Sikap PSSI Lihat Shin Tae-yong Belum Punya Starter Pakem untuk Timnas Indonesia

JAKARTA – Anggota Exco PSSI Arya Sinulingga memberikan respons perihal netizen Indonesia yang tersebut menilai Shin Tae-yong belum punya pakem starting XI kelompok asuhannya. Sebab, komposisi line-up Timnas Indonesia kerap berubah-ubah.

Contohnya usai melawan Bahrain, ada inovasi empat pemain Timnas Indonesia melawan China yang dimaksud berkesudahan dengan skor 1-2 di fase Grup C Kualifikasi Piala Global 2026 zona Asia di tempat Qingdao Youth Football Stadium, Selasa (15/10/2024). Perubahan itu dengan memainkan Shayne Pattynama, Witan Sulaeman, Asnawi Mangkualam, serta Nathan Tjoe-A-On sejak awal laga.

Arya mengungkapkan komposisi pemain sepenuhnya di tempat bawah kendali Shin Tae-yong. Sebab, PSSI tidaklah sanggup terlibat campur pemain yang dimaksud akan turun laga membela Skuad Garuda -julukan Timnas Indonesia.

“Satu hal yang pasti Pak Ketum PSSI Erick Thohir bilang tidaklah boleh intervensi pelatih. Jadi, kami harus hormati apapun taktik yang dimaksud diambil, tidaklah boleh diintervensi,” kata Arya di area Sekretariat PSSI Pers, GBK Arena, Rabu (16/10/2024).

Kendati demikian, pria berkacamata menyatakan PSSI mampu memohonkan alasan instruktur terkait formasi yang dimaksud diterapkan. Pertanggung jawaban itu dibutuhkan ketika Timnas Indonesia tiada dapat meraih hasil maksimal seperti apa yang digunakan ditargetkan

“Setelah diterapkan pelatih, dapat tanya kenapa ambil langkah seperti ini. Pokoknya jangan pernah intervensi pelatih. Siapapun dapat main, tidaklah ada harus dari a,b, juga c. Siapapun pemain terbaik warga negara Indonesia di tempat timnas itu yang bisa saja diturunkan pelatih. Silahkan mainkan yang mana sekadar mana,” ucapnya.

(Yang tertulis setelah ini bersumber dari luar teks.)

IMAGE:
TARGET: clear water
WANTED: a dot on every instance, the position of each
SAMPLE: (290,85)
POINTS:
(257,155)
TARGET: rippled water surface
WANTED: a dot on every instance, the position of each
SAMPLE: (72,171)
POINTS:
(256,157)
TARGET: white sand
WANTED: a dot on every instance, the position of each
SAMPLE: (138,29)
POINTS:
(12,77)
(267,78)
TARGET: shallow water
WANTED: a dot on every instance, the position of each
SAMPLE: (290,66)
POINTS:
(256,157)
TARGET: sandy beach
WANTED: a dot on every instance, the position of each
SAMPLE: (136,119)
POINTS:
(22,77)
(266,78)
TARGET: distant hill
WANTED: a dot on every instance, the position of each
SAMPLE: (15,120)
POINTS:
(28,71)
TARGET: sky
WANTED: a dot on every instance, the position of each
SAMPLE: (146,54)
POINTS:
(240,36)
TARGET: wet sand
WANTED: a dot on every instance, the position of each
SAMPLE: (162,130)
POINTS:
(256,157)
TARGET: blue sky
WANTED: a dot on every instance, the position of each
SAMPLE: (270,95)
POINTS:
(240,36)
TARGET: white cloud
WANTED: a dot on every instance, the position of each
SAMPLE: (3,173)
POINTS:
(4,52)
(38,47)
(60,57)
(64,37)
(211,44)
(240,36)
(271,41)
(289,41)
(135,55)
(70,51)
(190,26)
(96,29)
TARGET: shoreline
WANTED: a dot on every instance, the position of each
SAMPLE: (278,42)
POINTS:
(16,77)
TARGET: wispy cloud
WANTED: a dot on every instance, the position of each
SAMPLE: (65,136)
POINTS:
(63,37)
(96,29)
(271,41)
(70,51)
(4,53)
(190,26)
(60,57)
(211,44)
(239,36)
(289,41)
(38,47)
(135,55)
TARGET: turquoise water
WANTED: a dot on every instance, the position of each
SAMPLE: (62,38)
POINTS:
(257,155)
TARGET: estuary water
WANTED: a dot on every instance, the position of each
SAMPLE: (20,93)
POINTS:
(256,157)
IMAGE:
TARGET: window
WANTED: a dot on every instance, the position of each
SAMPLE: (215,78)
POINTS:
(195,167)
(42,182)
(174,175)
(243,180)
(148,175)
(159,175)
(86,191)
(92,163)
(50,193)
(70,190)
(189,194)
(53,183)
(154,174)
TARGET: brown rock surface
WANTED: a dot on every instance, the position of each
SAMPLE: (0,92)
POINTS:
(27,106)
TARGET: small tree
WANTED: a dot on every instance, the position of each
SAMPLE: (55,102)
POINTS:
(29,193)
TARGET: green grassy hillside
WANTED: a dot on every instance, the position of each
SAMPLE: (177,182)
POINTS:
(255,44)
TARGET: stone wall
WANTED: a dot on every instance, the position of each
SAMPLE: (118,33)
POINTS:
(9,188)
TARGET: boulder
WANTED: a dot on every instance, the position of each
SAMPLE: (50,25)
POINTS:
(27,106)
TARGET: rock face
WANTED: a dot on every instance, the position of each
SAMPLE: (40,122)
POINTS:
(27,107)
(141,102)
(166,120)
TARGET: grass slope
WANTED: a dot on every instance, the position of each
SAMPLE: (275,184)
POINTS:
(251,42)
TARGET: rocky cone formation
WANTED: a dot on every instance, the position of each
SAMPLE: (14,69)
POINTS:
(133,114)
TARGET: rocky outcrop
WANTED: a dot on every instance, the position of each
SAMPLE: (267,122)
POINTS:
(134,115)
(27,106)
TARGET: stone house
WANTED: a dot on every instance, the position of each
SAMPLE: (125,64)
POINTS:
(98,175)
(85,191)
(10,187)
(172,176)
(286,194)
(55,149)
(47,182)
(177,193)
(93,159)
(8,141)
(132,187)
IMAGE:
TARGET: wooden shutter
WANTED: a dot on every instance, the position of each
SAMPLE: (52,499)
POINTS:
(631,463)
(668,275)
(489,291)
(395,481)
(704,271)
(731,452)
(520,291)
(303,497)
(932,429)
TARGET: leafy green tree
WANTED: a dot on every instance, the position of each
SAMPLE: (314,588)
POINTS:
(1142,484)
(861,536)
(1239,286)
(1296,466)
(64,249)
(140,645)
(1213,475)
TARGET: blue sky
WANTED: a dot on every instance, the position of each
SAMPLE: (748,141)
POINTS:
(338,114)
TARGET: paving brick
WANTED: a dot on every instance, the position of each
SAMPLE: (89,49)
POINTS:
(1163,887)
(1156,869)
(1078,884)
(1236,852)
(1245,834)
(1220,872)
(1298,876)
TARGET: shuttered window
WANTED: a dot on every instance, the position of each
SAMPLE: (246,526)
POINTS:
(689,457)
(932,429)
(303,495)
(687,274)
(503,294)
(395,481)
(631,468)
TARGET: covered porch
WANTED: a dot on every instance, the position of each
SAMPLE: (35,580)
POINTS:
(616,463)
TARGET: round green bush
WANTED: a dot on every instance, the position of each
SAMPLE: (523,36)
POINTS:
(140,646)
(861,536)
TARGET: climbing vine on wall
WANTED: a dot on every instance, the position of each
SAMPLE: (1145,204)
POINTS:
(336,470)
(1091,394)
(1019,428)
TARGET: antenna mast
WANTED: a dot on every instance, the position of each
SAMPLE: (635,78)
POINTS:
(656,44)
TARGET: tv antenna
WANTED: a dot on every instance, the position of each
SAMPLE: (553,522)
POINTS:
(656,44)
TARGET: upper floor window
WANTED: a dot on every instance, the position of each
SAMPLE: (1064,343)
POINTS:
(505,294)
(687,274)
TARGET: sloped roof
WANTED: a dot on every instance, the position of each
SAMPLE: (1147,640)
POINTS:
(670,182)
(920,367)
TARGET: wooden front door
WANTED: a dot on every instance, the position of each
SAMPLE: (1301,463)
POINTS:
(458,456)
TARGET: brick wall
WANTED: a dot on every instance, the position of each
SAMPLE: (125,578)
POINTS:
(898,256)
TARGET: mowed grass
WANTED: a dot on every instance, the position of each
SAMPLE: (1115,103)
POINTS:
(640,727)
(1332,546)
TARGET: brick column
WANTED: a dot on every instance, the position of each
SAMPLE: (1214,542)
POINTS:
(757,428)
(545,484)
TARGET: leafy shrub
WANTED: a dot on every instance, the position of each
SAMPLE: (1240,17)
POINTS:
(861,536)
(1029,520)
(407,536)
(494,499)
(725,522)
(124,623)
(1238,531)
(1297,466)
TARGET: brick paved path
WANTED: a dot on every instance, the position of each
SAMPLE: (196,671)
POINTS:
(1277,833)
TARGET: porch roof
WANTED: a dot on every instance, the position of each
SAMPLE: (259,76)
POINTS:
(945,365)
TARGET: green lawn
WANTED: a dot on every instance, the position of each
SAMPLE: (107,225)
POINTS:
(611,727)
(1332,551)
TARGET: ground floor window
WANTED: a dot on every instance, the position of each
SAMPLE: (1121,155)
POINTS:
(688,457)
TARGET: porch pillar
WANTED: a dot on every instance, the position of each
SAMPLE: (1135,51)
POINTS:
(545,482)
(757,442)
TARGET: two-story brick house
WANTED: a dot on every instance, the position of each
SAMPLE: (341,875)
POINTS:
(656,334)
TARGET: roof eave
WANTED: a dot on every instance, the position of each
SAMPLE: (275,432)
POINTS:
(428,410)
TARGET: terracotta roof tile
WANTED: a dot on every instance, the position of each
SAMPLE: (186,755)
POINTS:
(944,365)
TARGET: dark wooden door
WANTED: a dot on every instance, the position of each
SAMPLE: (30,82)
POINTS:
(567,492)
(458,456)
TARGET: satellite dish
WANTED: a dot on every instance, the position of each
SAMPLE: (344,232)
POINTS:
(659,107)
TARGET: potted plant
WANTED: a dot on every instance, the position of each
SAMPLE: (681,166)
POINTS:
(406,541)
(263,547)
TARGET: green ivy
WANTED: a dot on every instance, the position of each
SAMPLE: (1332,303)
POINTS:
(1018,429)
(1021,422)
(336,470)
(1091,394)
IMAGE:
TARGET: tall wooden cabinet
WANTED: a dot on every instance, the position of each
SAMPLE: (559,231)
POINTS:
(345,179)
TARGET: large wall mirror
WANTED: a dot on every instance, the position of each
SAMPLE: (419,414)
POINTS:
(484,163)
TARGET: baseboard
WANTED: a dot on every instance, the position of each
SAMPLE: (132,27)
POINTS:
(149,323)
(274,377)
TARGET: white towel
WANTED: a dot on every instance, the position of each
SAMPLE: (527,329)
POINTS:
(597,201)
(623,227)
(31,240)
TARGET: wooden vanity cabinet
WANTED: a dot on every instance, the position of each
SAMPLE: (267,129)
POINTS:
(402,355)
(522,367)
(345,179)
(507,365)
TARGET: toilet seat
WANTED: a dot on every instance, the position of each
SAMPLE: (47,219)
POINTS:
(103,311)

Arya mengungkapkan PSSI pun bukan tutup mata lalu telinga ketika mendapatkan kritikan keras dari netizen ataupun suporter Timnas Indonesia. Namun, hal itu jikalau kritikan yang mana memulai pembangunan untuk kebaikan timnas.

“Soal netizen mengkritik, itulah suporter kita. Kalau ia lihat bagus, akan dipuja. Kalau dilihat kalah, tapi berjuang bagus meskipun tak dapat poin suporter, masih dukung. Kalau suporter kasih kritikan, kami juga harus dengarkan itu,” ujarnya.